White Material

France-Cameroon 2009, 109 mins
Director: Claire Denis

Claire Denis’ films aspire to a crystalline purity. Even when packed with the stuff of social and political unrest – war, murder, racial tension, unemployment, refugees, families in crisis – they give the sense of having dropped, in the course of their elaboration, whatever ‘message’ they may have intended at the outset. What remains, in the end, is a cryptic diagram of bodies and desires, environments and landscapes, confrontations and evasions, things said and unsaid. At its best (Beau Travail, Vendredi soir, 35 Shots of Rum), Denis’ cinema is compelling in its skeletal purity, beckoning viewers to enter the work and fill the gaps with their own imaginations.

White Material is at once an extremely physical and utterly abstract political melodrama. Working for the first time with novelist Marie N’Diaye rather than her usual script collaborator Jean-Pol Fargeau, Denis deliberately leaves obscure the exact year in which the action unfolds, or even the precise location in Africa. The situation that is so vividly sketched here – rebels versus militia, as workaday citizens flee for their lives and are often caught in the crossfire – would appear to be an amalgam of many moments in contemporary history: Rwanda, Angola, Indonesia… The conflict is, to use a much-abused word, universal; Denis aims for a level of generalised metaphor, but always through very precise, concrete details. She is careful, too, not to take sides, at least on the most obvious level of the dramatisation; only in fleeting moments like the final shot (when a soldier secretes the red beret which is the memoir-token of the rebel leader known as ‘the Boxer’) do we feel her natural sympathy for the rebels emerge.

Of course, Africa has special and specific significance for Denis, as announced by her debut feature Chocolat (1988), which took off from autobiographical experience. The continent’s culture and its transnational mutations form a constant presence and reference in her work. In White Material, as always, Denis takes an oblique rather than frontal angle; she truly puts the ‘post’ into post-colonial, as the primal scene of colonial encounter and trauma is never quite as intriguing to her as the often subtle aftershocks of a faded imperial expansion.

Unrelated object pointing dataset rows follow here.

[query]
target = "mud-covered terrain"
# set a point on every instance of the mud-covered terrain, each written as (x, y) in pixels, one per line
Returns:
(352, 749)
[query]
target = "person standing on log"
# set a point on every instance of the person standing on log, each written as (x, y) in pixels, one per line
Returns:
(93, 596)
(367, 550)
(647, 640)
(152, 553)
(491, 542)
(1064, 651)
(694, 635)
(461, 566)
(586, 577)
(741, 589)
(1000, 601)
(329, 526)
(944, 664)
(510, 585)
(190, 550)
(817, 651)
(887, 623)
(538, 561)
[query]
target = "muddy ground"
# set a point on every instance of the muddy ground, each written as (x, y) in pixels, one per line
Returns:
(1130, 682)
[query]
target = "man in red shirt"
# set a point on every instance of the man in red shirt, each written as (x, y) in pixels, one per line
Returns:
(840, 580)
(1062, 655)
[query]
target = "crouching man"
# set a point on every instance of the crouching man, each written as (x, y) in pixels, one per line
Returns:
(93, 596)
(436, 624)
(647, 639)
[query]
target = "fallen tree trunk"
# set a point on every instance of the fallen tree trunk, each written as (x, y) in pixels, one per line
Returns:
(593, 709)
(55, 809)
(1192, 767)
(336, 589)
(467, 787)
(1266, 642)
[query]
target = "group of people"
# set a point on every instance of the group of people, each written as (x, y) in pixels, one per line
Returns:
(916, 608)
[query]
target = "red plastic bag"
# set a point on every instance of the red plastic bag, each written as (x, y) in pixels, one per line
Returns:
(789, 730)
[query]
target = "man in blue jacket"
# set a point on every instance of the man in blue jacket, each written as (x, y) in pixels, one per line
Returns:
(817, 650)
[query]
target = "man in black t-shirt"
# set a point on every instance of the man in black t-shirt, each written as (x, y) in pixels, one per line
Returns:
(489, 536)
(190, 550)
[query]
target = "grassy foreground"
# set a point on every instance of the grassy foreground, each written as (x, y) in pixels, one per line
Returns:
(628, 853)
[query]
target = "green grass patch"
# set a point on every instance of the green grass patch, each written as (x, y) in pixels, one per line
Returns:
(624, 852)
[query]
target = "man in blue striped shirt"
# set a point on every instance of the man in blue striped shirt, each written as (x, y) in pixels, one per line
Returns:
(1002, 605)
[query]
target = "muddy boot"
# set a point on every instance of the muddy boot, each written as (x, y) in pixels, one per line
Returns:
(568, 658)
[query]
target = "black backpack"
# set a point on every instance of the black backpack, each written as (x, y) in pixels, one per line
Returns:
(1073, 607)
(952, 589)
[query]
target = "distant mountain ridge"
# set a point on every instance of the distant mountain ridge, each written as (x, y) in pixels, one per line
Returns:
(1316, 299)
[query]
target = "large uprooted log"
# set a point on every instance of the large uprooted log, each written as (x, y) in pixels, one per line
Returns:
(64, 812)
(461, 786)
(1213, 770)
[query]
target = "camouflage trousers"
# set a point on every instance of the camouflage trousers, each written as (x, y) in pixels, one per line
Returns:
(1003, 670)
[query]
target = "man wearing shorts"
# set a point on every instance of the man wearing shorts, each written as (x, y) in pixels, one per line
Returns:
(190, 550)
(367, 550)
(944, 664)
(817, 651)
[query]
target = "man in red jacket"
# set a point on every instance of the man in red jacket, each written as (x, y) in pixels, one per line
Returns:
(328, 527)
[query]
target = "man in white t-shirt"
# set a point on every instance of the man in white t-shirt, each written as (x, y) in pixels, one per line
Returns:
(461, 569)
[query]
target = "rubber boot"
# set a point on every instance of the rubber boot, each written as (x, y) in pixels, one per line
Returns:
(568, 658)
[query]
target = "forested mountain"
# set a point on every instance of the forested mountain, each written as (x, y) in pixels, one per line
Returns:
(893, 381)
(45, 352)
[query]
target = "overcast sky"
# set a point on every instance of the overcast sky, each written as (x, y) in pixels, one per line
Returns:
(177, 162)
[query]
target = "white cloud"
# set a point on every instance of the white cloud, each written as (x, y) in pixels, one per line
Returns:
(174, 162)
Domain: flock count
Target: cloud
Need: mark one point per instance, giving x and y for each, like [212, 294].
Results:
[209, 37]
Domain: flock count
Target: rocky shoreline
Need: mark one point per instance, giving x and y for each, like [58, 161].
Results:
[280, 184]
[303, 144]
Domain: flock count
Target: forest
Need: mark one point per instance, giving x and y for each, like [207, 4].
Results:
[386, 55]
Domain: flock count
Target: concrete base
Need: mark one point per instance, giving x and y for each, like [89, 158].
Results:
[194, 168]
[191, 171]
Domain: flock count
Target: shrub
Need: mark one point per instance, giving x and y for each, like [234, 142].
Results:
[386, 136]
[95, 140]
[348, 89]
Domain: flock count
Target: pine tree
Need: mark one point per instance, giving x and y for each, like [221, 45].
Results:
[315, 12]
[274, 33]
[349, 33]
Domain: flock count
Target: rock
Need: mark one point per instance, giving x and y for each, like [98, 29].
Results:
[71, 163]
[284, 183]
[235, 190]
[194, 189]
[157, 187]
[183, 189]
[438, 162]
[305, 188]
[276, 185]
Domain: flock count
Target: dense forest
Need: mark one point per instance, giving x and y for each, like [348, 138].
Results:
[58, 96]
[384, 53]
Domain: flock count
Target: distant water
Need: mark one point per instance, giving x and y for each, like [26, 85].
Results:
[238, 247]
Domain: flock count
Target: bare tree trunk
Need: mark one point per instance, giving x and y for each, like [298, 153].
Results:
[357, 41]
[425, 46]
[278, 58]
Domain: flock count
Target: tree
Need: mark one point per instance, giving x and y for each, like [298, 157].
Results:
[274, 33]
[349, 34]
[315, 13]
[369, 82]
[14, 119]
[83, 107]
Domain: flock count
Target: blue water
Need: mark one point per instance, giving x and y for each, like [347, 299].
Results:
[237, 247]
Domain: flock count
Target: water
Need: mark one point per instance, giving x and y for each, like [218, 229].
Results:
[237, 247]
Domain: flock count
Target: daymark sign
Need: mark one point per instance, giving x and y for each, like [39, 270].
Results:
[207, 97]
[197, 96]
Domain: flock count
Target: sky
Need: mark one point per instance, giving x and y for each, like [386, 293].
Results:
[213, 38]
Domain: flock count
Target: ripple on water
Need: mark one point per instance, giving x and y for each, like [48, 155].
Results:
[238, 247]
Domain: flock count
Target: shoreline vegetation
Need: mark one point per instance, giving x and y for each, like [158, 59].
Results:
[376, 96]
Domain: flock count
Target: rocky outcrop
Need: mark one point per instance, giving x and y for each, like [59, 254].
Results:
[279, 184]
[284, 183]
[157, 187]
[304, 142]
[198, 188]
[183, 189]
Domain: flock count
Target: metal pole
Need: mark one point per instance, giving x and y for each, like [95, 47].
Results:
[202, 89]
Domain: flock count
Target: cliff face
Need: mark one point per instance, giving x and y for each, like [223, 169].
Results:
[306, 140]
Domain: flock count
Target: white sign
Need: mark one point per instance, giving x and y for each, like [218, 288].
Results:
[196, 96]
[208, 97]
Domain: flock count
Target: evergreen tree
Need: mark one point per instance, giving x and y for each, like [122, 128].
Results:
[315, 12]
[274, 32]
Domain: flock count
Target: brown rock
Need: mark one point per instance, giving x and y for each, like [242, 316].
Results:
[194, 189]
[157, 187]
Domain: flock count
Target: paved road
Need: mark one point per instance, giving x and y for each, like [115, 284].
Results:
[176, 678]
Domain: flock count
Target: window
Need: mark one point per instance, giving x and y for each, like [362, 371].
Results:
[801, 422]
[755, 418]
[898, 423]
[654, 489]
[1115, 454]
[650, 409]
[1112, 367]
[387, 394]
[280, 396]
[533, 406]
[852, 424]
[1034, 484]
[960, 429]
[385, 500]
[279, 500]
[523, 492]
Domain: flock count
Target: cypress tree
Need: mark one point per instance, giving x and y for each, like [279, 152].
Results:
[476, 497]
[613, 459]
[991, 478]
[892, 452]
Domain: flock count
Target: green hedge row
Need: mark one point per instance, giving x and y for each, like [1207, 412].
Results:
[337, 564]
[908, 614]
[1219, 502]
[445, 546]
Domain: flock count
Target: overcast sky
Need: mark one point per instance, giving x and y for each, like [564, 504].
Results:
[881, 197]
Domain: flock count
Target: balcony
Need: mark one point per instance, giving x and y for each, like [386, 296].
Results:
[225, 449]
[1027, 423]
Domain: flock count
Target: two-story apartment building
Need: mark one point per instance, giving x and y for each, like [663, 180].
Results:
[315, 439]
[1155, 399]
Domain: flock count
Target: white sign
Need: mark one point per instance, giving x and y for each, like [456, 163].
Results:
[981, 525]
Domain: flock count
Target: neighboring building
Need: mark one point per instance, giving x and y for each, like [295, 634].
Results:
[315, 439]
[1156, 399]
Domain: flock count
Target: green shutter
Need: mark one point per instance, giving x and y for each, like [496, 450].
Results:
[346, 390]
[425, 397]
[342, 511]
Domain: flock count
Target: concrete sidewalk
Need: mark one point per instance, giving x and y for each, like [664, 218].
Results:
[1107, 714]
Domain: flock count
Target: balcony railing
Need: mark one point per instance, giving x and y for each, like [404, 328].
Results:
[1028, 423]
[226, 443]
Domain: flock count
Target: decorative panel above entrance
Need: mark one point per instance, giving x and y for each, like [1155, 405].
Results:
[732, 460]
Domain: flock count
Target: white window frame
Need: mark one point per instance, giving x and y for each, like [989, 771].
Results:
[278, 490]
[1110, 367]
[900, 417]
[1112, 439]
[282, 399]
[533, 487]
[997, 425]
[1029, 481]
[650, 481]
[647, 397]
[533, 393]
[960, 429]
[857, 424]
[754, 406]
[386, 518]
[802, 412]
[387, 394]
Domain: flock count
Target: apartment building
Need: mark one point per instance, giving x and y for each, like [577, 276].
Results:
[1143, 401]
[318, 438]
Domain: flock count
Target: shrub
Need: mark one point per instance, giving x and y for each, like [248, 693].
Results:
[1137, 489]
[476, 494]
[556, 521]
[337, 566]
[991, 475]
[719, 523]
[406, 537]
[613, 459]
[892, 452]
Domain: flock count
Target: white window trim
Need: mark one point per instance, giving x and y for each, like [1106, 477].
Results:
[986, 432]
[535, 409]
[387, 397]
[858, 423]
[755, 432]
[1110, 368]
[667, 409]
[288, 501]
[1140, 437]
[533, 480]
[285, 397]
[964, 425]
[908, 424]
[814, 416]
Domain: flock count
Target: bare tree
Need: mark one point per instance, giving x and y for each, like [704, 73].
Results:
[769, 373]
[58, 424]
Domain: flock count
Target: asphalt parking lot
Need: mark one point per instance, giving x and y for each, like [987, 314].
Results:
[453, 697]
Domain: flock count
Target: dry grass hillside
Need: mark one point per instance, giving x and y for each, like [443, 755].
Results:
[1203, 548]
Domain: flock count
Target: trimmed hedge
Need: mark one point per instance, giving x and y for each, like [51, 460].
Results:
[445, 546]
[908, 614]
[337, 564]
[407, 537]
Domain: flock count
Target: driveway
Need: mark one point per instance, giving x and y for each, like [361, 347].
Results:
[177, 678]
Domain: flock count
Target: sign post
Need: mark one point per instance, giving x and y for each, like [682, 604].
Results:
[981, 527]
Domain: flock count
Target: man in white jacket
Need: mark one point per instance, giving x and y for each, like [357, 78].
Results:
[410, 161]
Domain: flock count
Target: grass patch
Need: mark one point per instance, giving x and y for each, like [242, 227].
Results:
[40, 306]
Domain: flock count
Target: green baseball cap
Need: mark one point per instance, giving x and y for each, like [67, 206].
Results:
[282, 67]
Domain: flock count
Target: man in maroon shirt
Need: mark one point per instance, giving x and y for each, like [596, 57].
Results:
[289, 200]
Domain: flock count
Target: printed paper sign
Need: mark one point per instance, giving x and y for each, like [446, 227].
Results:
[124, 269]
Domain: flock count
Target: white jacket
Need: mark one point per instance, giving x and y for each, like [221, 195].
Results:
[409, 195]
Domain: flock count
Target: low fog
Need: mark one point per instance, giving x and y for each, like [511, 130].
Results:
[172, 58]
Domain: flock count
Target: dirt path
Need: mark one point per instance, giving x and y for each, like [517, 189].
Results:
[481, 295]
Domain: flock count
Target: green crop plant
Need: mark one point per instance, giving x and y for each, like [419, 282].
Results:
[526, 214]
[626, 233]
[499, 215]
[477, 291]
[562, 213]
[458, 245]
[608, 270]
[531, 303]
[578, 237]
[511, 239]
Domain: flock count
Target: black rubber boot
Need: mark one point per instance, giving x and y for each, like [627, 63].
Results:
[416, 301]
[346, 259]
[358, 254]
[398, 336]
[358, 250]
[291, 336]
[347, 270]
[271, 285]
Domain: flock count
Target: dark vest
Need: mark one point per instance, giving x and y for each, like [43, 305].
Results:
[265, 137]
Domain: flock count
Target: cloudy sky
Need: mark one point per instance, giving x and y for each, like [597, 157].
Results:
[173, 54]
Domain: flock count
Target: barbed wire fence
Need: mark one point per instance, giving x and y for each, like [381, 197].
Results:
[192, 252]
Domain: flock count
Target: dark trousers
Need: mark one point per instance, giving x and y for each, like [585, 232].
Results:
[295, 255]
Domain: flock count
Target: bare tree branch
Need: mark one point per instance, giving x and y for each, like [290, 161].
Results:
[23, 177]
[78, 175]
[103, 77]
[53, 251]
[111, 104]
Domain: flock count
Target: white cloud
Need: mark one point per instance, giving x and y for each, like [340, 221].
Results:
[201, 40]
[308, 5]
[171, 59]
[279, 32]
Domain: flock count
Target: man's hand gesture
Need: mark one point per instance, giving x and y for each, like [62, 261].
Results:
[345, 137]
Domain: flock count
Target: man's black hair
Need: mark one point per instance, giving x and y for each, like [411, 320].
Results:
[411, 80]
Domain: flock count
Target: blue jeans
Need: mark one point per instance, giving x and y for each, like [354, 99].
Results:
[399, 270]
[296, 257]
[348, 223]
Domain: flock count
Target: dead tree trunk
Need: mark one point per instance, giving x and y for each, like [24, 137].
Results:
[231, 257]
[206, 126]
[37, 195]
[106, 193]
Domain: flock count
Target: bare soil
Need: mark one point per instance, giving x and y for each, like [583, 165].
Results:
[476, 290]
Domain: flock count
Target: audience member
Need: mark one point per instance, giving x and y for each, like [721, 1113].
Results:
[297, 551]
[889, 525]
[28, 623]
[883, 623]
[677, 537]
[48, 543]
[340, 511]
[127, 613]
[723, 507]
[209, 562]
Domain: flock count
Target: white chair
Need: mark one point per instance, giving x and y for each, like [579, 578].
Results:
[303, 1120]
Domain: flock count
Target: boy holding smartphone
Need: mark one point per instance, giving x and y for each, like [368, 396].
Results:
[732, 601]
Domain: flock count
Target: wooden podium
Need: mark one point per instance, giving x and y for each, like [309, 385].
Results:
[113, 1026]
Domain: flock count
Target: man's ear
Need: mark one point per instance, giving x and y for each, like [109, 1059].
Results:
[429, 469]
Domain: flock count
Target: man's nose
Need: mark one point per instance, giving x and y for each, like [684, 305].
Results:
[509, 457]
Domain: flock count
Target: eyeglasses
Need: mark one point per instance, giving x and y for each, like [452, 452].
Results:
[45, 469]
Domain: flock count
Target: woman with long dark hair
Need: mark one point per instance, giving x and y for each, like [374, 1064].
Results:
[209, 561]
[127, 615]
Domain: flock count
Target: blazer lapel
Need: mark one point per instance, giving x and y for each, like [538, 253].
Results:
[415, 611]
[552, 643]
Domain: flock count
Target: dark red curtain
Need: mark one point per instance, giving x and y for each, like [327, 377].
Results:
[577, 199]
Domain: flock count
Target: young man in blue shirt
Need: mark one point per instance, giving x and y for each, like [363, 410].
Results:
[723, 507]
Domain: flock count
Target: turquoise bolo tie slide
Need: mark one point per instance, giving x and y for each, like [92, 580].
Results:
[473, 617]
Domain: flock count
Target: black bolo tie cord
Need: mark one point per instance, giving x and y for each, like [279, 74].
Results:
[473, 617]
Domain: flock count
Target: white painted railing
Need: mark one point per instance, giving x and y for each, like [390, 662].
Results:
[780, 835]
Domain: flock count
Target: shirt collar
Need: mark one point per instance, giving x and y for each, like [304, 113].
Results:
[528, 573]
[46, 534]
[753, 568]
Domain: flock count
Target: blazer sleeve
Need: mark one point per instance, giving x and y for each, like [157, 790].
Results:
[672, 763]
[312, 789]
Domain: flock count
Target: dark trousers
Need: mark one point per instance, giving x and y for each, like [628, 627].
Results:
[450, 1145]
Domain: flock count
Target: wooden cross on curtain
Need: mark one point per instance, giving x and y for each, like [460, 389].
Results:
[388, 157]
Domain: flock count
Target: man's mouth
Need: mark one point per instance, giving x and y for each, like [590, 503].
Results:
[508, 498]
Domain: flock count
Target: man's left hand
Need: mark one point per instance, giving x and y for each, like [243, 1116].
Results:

Hence the story here – and certainly the power-play of white dominating black – is virtually over as soon as it begins, the ‘white material’ (the title refers to a cigarette lighter) already in tatters. We first see Maria (Isabelle Huppert) alone on a road, already divested of whatever colonial aura she once may have possessed, and from that point the action (such as it is) is a bleak body-countdown to total devastation. Yet the actual depiction of violence is restrained, unspectacular, almost Bressonian; blood doesn’t burst from sudden wounds, but seeps slowly through clothes, or is listlessly bathed in by children.

Maria might seem to be a distant relative of Bette Davis in any number of 1930s and ’40s melodramas, or of the heroine of Doris Lessing’s classic 1950 novel The Grass Is Singing, which Huppert initially wanted Denis to adapt. White Material focuses on Maria’s determination and perseverance, but it never romanticises her. Maria’s stubborn wilfulness and her blindness to the social situation around her – not to mention its horrible effects on everyone close to her – create a bubble around this character; instead of empathising with her, we are invited to take up a critical distance.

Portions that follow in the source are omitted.